A sensible value might be between 30 seconds and 1 minute. That should cover all but the most unreliable of networks. For applications on local networks in datacenters, a few seconds is probably more than sufficient.
My thoughts are that it would be possible to trick a consumer into thinking that it has reached the end of a changelog topic by disconnecting a network cable at the right time and then reconnecting it after the call to consumer.poll()
has timed-out.
Of course, there might be other more likely failure cases. A router or switch power-cycling might produce the same effect.
Just a couple of points from my experience so far:
Some time ago, I wrote some software which interfaced with Kafka with Rust. (The Rust crate uses the C/C++ libkafka library.) Assuming I didn’t miss something, there wasn’t an easy way to detect an end of topic condition using this library.
More recently, I have been interfacing with Kafka with Python. According to this reference it should be possible to detect an end of topic condition using message.error()
.
However I haven’t been able to get this to work. (I just see the message is “None” condition, not an error()
condition.) The Python code from that reference is the only example code I know of which indicates it should be possible to detect an end of topic condition.

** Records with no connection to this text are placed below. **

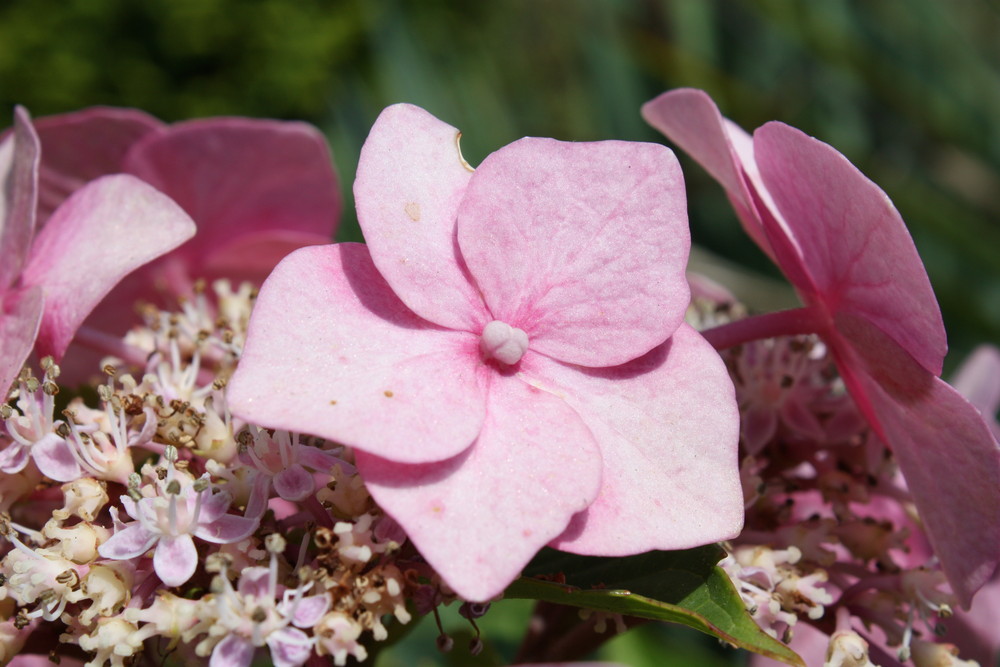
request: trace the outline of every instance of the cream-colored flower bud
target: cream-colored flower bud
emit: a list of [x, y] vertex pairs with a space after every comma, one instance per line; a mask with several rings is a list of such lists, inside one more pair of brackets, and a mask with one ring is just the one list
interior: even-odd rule
[[60, 556], [80, 565], [97, 560], [97, 547], [109, 537], [107, 528], [86, 522], [62, 528], [55, 519], [45, 524], [42, 535], [57, 542], [50, 548]]
[[52, 516], [60, 521], [65, 521], [70, 516], [93, 521], [108, 503], [106, 485], [90, 477], [63, 484], [62, 491], [65, 498], [62, 509], [52, 512]]
[[132, 596], [132, 571], [120, 562], [101, 563], [90, 568], [83, 579], [83, 598], [93, 600], [80, 620], [89, 625], [96, 616], [118, 613]]

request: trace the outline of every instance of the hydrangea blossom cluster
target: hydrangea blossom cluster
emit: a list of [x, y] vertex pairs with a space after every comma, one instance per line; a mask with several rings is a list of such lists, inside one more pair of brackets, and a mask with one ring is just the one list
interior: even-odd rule
[[751, 137], [700, 91], [643, 114], [802, 308], [751, 314], [686, 273], [660, 145], [526, 138], [473, 168], [396, 105], [358, 166], [365, 244], [331, 245], [308, 126], [18, 109], [0, 663], [345, 665], [452, 602], [475, 653], [545, 546], [724, 542], [736, 608], [809, 665], [993, 664], [1000, 353], [938, 377], [913, 243], [831, 147]]
[[[993, 355], [959, 378], [972, 402], [937, 377], [944, 328], [909, 234], [830, 146], [781, 123], [751, 137], [697, 90], [643, 115], [723, 185], [805, 304], [705, 331], [741, 405], [748, 528], [725, 568], [748, 608], [786, 640], [814, 622], [831, 637], [826, 664], [868, 664], [869, 647], [871, 664], [959, 664], [934, 641], [1000, 559]], [[745, 311], [726, 301], [699, 308]], [[968, 647], [991, 663], [987, 643]], [[843, 657], [859, 647], [863, 659]]]

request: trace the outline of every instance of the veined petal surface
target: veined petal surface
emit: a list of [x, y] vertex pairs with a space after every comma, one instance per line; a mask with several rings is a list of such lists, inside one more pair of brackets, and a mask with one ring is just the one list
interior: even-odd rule
[[0, 401], [35, 345], [43, 304], [40, 287], [0, 291]]
[[229, 405], [393, 461], [441, 460], [482, 427], [478, 349], [478, 337], [407, 308], [365, 246], [303, 248], [261, 289]]
[[[1000, 559], [1000, 445], [979, 410], [865, 318], [838, 317], [838, 360], [892, 449], [941, 567], [964, 607]], [[864, 395], [858, 397], [856, 394]]]
[[177, 204], [132, 176], [103, 176], [73, 193], [35, 237], [22, 275], [45, 292], [39, 353], [61, 357], [112, 287], [194, 232]]
[[831, 146], [784, 123], [757, 129], [754, 154], [815, 285], [812, 301], [865, 317], [940, 374], [941, 311], [888, 196]]
[[385, 109], [361, 149], [354, 199], [375, 266], [403, 303], [435, 324], [478, 335], [490, 318], [455, 240], [472, 177], [460, 135], [419, 107]]
[[614, 368], [538, 357], [529, 382], [562, 396], [601, 448], [601, 492], [552, 546], [618, 556], [731, 539], [743, 527], [739, 412], [715, 350], [683, 324]]
[[690, 299], [684, 180], [658, 144], [515, 141], [473, 174], [458, 242], [492, 319], [560, 361], [635, 359]]
[[448, 585], [485, 601], [513, 581], [597, 495], [601, 455], [562, 399], [495, 375], [476, 443], [448, 461], [401, 465], [357, 454], [372, 497]]
[[0, 142], [0, 291], [24, 268], [35, 233], [38, 135], [24, 107], [14, 109], [14, 129]]
[[123, 170], [129, 149], [166, 125], [137, 109], [91, 107], [35, 121], [42, 142], [38, 222], [88, 182]]
[[[642, 117], [704, 167], [726, 191], [747, 234], [770, 253], [744, 180], [749, 136], [726, 120], [703, 90], [669, 90], [642, 105]], [[744, 150], [741, 151], [740, 149]]]
[[169, 195], [198, 223], [198, 236], [181, 251], [192, 260], [261, 231], [297, 231], [313, 236], [312, 243], [330, 242], [340, 217], [326, 140], [306, 123], [178, 123], [137, 143], [125, 170]]

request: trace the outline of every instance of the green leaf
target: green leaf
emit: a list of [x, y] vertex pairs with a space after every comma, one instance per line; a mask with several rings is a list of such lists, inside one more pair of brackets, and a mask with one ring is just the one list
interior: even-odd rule
[[716, 565], [722, 555], [717, 545], [650, 551], [625, 558], [545, 549], [504, 596], [679, 623], [739, 648], [804, 667], [798, 654], [750, 617], [729, 577]]

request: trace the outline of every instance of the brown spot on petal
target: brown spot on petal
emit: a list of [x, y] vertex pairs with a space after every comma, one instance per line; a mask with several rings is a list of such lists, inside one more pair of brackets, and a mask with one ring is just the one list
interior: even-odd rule
[[385, 390], [384, 392], [382, 392], [382, 393], [384, 393], [384, 394], [385, 394], [385, 397], [386, 397], [386, 398], [392, 398], [392, 397], [394, 396], [394, 394], [393, 394], [393, 393], [392, 393], [391, 391], [389, 391], [388, 389], [386, 389], [386, 390]]
[[337, 401], [330, 401], [330, 405], [336, 405]]
[[413, 222], [420, 222], [420, 204], [415, 201], [411, 201], [403, 207], [406, 211], [406, 215], [410, 217]]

In some ways this makes sense. Since Kafka is designed to support streaming applications to ask the question “have I reached the end of a stream” is a bit weird… becuase streams never really end. On the other hand, in this case, we need some mechanism to know when all the changelog topic data has been read.
I also had a look at the JavaDoc for Consumer
and ConsumerRecord
but didn’t find any information which specified how an end of topic condition might differ from a regular poll timeout which returns an “empty record”.
I tried to have a search around in the Kafka Streams code but didn’t make much progress here. Do you know how Kafka Streams manages this problem?